S'ils y pensaient sérieusement ils verraient que cela est si mal pris, si contraire au bon sens, si opposé à
l'honnêteté, et si éloigné en toute manière de ce bon air qu'ils cherchent, que rien n'est plus capable de

leur attirer le mépris et l'aversion des hommes, et de les faire passer pour des personnes sans esprit et

sans jugement. Et en effet si on leur fait rendre compte de leurs sentiments et des raisons qu'ils ont de

douter de la Religion, ils diront des choses si faibles et si basses qu'ils persuaderaient plutôt du contraire.

C'était ce que leur disait un jour fort à propos une personne : si vous continuez à discourir de la sorte, leur

disait-il, en vérité vous me convertirez. Et il avait raison ; car qui n'aurait horreur de se voir dans des

sentiments où l'on a pour compagnons des personnes si méprisables ?

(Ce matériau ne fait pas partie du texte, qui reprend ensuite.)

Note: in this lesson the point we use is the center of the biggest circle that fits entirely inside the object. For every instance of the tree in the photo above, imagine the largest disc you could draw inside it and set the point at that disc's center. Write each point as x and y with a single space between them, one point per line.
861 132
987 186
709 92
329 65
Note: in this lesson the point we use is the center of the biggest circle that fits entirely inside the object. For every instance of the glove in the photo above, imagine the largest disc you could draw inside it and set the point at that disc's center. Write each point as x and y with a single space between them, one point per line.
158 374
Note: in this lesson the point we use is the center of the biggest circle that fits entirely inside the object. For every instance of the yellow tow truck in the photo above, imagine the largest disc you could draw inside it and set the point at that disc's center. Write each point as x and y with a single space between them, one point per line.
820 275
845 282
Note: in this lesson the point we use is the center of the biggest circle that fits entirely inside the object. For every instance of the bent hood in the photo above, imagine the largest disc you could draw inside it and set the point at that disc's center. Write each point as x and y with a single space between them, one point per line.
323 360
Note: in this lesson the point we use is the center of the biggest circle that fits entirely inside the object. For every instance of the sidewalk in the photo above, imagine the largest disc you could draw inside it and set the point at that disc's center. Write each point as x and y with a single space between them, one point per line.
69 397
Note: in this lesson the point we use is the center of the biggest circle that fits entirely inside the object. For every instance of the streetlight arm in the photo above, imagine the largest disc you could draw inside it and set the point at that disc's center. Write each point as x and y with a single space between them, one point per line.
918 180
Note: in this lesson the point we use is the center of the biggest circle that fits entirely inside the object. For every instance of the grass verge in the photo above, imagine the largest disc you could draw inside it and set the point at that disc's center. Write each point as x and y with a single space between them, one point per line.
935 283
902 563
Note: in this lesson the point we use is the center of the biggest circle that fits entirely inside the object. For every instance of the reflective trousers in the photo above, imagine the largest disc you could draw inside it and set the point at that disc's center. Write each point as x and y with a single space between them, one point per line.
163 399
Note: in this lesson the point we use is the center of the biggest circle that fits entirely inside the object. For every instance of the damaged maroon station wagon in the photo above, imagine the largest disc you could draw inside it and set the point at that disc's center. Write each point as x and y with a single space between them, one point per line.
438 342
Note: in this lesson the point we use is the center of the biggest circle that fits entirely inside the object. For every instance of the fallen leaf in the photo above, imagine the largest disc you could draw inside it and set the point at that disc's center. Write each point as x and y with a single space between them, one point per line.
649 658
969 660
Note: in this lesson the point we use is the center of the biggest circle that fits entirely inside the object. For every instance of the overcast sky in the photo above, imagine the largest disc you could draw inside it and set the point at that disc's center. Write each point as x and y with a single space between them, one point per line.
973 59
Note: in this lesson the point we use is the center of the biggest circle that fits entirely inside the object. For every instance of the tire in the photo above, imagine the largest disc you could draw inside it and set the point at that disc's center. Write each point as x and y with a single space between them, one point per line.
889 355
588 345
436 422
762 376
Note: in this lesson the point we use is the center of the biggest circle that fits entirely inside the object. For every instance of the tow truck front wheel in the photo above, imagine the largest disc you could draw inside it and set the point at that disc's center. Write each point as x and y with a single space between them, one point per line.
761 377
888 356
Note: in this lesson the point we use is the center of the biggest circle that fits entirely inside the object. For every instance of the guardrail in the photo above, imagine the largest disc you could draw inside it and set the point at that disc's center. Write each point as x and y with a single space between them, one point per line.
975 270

Ainsi ceux qui ne font que feindre ces sentiments sont bien malheureux de contraindre leur naturel pour
se rendre les plus impertinents des hommes. S'il sont fâchés dans le fond de leur coeur de n'avoir pas plus

de lumière, qu'ils ne le dissimulent point. Cette déclaration ne sera pas honteuse. Il n'y a de honte qu'à

n'en point avoir. Rien ne découvre davantage une étrange faiblesse d'esprit que de ne pas connaître quel

est le malheur d'un homme sans Dieu. rien ne marque davantage une extrême bassesse de coeur que de

ne pas souhaiter la vérité des promesses éternelles. Rien n'est plus lâche que de faire le brave contre

Dieu. Qu'ils laissent donc ces impiétés à ceux qui sont assez mal nés pour en être véritablement capables

: qu'ils soient au moins honnêtes gens, s'ils ne peuvent encore être Chrétiens : et qu'ils reconnaissent

enfin qu'il n'y a que deux sortes de personnes ; ou ceux qui servent Dieu de tout leur coeur, parce qu'ils le

connaissent ; ou ceux qui le cherchent de tout leur coeur, parce qu'ils ne le connaissent pas encore.